Disclaimer: I am not an electrician nor electric engineer, and know next to nothing about this stuff.

For completeness, USB PD trigger board costs about $1
https://aliexpress.com/item/4001243047536.html
which makes outsourcing of voltage regulation look wise.

I believe it's already doing PD triggering when using usb power

I understand what you mean. I'm already using those drivers to switch the high-side N-mosfet for both of the channels. They are handy but also quite expensive. Also adding MOSFETs on the barrel jack path that can go up to 20A means more heat to be generated. And you would need two MOSFETs in back to back configuration, so another driver and other two warm/hot components that increase the overall board temperature (and cost) adding the need of two more heatsinks. So there are a lot of pros and cons that I had to consider. In the end I chose the other way.

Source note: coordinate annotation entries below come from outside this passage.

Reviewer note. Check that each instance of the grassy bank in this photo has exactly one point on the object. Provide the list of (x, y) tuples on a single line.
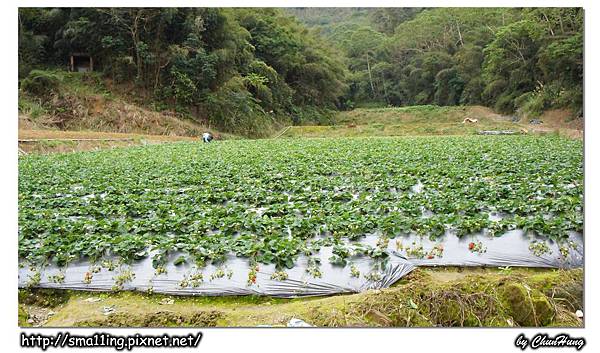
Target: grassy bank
[(425, 298)]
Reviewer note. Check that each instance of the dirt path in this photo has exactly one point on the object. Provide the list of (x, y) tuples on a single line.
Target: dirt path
[(49, 141)]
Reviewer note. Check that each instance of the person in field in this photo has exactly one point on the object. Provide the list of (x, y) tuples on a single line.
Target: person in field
[(207, 137)]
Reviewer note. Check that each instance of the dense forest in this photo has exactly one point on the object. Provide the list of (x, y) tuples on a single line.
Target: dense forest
[(244, 69), (514, 60)]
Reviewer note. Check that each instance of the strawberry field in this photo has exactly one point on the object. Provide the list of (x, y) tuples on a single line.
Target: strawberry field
[(271, 201)]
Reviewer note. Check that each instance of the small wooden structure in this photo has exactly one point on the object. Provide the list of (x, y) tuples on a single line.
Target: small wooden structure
[(81, 62)]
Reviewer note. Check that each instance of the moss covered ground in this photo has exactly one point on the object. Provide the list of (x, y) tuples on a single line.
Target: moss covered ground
[(475, 297)]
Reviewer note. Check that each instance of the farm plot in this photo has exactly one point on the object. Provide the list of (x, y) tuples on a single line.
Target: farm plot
[(289, 204)]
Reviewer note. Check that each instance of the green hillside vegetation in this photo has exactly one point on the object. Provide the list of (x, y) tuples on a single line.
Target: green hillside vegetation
[(252, 71), (520, 61), (241, 70)]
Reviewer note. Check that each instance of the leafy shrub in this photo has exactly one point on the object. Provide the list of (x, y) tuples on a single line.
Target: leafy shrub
[(40, 83)]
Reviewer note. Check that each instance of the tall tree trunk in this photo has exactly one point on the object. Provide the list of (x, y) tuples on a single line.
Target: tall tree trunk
[(370, 76)]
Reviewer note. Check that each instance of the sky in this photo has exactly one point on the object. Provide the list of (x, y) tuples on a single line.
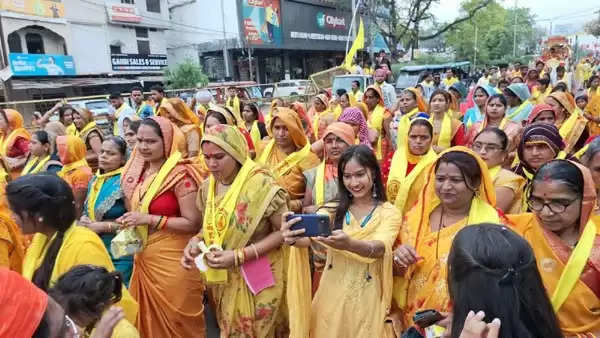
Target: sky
[(558, 12)]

So you have to pay attention to that. If you take dig-uno or other led controllers they all say "match the voltage", "do not use both power supply and esp32 USB power and so on". Considering that this board can do a lot more things, I think that a minimum of attention is the price you can definitely pay to have the possibility to configure the board exactly how you want.

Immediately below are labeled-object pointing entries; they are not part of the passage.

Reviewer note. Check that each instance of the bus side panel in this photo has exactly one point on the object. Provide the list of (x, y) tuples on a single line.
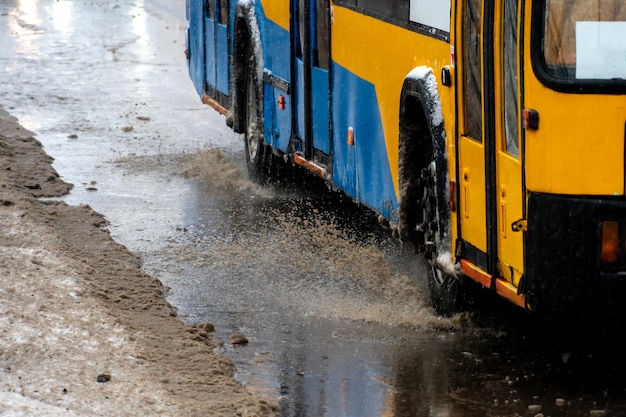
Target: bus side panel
[(275, 46), (221, 45), (361, 169), (195, 45)]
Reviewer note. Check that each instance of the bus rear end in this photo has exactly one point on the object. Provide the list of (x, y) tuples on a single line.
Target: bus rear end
[(574, 116)]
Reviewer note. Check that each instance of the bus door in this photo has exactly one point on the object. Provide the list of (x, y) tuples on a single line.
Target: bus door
[(195, 45), (216, 48), (311, 77), (490, 180)]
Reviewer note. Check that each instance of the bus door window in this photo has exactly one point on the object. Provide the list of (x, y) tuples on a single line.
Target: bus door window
[(322, 46), (473, 69), (511, 93)]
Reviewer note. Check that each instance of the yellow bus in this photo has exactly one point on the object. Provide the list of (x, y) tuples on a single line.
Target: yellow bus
[(489, 134)]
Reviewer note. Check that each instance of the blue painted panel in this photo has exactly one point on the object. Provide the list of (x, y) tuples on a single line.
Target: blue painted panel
[(209, 47), (195, 43), (221, 43), (298, 91), (275, 45), (361, 170), (320, 98)]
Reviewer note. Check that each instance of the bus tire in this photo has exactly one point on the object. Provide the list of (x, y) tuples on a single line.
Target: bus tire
[(258, 153), (446, 290)]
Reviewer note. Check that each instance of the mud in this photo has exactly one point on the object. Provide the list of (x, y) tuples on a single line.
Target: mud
[(83, 330)]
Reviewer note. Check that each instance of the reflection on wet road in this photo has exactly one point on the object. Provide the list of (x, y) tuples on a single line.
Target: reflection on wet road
[(334, 309)]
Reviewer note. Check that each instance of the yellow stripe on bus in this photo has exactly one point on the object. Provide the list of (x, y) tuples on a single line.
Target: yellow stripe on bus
[(362, 45), (277, 11)]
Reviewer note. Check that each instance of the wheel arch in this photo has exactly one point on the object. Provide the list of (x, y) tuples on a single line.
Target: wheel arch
[(422, 139), (246, 46)]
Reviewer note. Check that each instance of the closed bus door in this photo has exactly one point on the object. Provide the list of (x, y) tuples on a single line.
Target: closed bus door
[(216, 48), (311, 74), (490, 155)]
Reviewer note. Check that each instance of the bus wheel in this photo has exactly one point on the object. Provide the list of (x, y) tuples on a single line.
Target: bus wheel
[(258, 153), (445, 289)]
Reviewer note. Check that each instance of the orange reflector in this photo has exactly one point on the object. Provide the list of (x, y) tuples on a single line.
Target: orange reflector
[(452, 196), (350, 136), (610, 242)]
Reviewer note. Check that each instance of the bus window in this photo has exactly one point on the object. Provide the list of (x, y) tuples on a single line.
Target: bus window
[(568, 27), (510, 78), (472, 59)]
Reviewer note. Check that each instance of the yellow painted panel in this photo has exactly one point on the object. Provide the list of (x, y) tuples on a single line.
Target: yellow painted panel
[(579, 146), (384, 54), (472, 204), (277, 11), (509, 200)]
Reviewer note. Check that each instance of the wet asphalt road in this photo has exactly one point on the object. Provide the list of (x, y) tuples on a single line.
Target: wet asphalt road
[(333, 307)]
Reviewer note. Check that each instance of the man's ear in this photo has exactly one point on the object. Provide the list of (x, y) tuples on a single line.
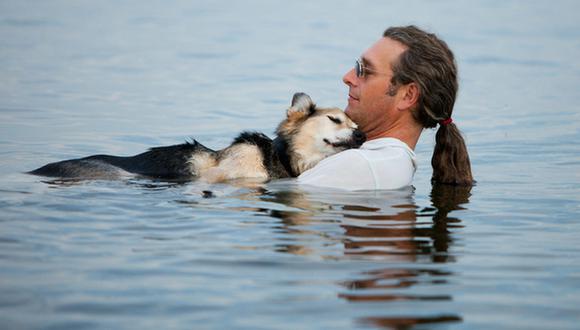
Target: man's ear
[(302, 106), (409, 96)]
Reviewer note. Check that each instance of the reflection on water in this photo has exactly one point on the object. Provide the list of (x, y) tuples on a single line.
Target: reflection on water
[(119, 77), (383, 226)]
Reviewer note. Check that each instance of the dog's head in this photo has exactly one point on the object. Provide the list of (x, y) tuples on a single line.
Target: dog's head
[(314, 133)]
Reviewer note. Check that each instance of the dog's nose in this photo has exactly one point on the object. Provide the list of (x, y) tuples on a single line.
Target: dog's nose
[(359, 137)]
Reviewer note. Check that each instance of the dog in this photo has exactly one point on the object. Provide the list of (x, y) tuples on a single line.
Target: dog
[(307, 135)]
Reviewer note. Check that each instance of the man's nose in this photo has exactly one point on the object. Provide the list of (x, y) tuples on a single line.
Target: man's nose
[(349, 78)]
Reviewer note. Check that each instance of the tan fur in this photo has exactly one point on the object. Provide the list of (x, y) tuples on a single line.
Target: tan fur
[(200, 163), (308, 143), (238, 161), (311, 134)]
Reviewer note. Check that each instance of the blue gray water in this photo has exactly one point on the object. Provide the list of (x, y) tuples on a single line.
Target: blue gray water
[(89, 77)]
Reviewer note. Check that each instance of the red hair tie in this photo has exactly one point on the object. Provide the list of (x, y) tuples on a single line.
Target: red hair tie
[(446, 121)]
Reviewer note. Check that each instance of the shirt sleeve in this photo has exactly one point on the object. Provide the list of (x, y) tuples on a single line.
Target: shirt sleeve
[(347, 170)]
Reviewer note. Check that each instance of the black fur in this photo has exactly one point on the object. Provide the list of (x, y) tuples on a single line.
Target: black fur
[(169, 162), (276, 159), (162, 162)]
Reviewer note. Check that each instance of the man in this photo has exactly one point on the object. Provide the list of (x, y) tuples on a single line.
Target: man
[(403, 83)]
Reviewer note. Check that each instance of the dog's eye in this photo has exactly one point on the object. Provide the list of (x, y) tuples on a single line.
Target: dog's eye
[(335, 120)]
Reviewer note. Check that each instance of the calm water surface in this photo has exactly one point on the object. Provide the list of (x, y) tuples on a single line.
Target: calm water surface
[(80, 78)]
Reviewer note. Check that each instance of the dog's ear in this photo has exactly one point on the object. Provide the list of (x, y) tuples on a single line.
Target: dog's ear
[(302, 106)]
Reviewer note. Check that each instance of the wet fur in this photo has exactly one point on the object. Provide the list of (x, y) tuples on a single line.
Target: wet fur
[(297, 147)]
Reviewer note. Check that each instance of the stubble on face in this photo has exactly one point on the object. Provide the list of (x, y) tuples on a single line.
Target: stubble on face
[(370, 102)]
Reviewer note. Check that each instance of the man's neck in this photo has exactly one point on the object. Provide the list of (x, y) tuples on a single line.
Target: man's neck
[(409, 134)]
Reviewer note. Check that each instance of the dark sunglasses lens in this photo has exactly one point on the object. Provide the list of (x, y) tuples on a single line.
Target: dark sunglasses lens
[(358, 69)]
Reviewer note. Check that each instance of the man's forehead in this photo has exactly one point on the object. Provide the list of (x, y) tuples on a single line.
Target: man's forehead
[(382, 53)]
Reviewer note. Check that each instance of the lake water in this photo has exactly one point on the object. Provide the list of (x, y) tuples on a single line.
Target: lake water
[(89, 77)]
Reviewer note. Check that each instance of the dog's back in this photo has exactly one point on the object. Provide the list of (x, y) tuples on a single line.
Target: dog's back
[(162, 162)]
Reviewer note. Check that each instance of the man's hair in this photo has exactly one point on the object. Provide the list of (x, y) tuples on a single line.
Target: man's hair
[(430, 64)]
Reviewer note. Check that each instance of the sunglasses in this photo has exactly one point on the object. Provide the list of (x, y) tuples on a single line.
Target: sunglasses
[(362, 71)]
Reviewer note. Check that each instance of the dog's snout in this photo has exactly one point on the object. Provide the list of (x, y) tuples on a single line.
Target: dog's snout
[(359, 137)]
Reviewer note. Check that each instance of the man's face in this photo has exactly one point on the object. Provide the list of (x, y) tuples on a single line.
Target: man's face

And that's the source of the problem. Because it does PD triggering onboard there are two power sources to switch between. With an external PD trigger power always comes from jack, no switching required.

Sure, but then you wouldn't have the possibility to program the esp while powering the led strips with a completely different voltage

Why wouldn't you? You could use dual redundant LDOs hooked to the jack input and the USB VBUS for the ESP power only, that's 3.3V 500mA. You would only lose the option to power the LEDs from the computer from which you are programming the ESP when you are programming it.

Or at least using one port, you could always use another cable if your computer has more than one port.

Does the provided ESPHome firmware support non-addressable RGBCT LED strips (eg like https://www.amazon.com/dp/B0C49NBDC2 )?

Or more likely

Ah, cannot love ESPHome enough 😊 Thanks!

As you can see ESPHome can control those strips, but you'll need to change the ESPHome configuration

@kind thistle Very cool project! I found a potential problem, FYI. The MCP1416 mosfet driver has a maximum VDD of 18V. If you're requesting 20V through USB-PD, it seems like you're gonna damage that chip?

I see an absolute maximum rating of 20V on the datasheet but not sure what the implications are of running it at that, or if it's possible for PD to spike above that

@rotund cloak I missed that abs value, good catch. I've read that USB-PD sources will actually output a few hundred mV (at 20V) to account for voltage drop in the cable so it's actually 20V at the end of a 3-6ft cable (haven't tested that yet).

Hi! As @rotund cloak said, I'm taking advantage of that value to make it work. I extensively tested that configuration on my side (a lot of hours) and honestly I've always measured a bit less than 20V (19.5V/19.6V) and I never faced a problem. Then the ch224k (the PD IC) can have an input max of 22V that the PD 3.0 protocol can't reach. So from this you know that the voltage can't go higher and will be at a safe level.

I'm building my own USB-PD device at 20V and I've been looking what others have done for ideas. Your USB power-path is very well designed. Nice work!